Let us now delve into the edge granted to a search engine by being the default setup. Regardless of the default search engine, people can always change their search engine on their respective devices based on personal preferences. Despite the absence of any exclusivity, there is massive inertia to change the default search engine. It happens because the effort required to manually navigate to a different search engine to perform search functions makes the transition process a hassle, especially for ordinary people. Parallelly, technologically challenged people may not be aware of alternative search engines and might have no explicit preference for a specific search engine. Even with awareness of alternatives, the effectiveness, performance, and security of the search engine paired with their current device remains unapproved and may lead to apprehension among users.

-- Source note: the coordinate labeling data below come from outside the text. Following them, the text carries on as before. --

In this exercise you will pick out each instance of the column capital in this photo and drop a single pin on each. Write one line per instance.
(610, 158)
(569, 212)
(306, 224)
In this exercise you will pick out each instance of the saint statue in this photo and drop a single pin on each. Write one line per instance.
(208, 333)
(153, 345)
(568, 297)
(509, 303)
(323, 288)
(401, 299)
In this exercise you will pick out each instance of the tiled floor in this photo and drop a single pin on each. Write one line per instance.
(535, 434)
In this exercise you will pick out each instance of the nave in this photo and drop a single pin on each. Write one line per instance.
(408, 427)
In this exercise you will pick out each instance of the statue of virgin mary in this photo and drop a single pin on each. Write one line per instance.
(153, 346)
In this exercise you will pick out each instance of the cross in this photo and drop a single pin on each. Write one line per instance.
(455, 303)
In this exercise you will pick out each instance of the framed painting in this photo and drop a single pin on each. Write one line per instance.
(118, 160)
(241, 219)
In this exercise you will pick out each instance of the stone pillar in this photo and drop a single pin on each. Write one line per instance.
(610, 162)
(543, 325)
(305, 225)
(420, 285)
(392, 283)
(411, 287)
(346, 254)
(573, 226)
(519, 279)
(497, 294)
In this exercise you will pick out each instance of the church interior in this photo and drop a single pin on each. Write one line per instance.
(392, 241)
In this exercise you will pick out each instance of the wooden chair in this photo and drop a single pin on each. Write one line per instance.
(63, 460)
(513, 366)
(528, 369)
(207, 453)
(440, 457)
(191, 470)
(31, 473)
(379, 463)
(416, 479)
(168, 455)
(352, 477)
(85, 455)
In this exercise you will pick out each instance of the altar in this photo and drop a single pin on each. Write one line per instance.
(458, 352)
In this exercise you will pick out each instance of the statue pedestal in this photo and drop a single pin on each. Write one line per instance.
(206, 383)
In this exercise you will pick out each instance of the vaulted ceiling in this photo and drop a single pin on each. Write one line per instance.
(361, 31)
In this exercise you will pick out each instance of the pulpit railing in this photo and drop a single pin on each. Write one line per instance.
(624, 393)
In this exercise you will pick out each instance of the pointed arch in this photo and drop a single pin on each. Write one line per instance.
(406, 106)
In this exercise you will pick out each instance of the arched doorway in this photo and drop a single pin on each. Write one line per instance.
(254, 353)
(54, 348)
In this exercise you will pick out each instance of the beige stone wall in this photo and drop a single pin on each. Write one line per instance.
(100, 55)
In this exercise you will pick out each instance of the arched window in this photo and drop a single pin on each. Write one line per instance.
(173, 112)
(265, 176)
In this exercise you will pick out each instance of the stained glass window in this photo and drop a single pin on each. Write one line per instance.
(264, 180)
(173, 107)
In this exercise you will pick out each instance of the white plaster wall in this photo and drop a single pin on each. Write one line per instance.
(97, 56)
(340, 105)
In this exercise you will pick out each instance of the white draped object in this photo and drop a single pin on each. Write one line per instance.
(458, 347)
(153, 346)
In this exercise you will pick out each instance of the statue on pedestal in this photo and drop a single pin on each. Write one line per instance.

Therefore, a default search engine further provides a sense of security (however misleading) as its performance and device compatibility are assumed to be vetted by the manufacturers. As a result, being the default search engine is advantageous for search engines as it provides them with a broader audience base leading to increased traffic alongside greater brand recognition. Thus, being the default search engine is vital for a search engine’s success as having large traffic ensures that search engines remain attractive to advertisers, their primary source of revenue – the higher the number of search engine users, the dearer the advertising space becomes, generating better returns.

For users, however, pre-installed search engines deprive them of the choice to select their preferred alternative and select those search engines that do not track user details. In 2019, the European Commission stated that Google had an unfair advantage by pre-installing its Chrome browser and Google search app on Android smartphones and notebooks. To circumvent antitrust concerns, in early 2020, Google enabled Android smartphones and tablets sold in the European Economic Area (EEA) to show a ‘choice screen’ that offered users four search engines to choose from.

While Google pays billions to device manufacturers like Samsung and Apple to remain the default search engine, the ongoing AI leap in the industry has enormous ramifications for the future of internet search and its ensuring business model. With unprecedented developments in AI and search engine functionality integrated with AI, the tussle of search rivals battling for popularity and influence is set to continue.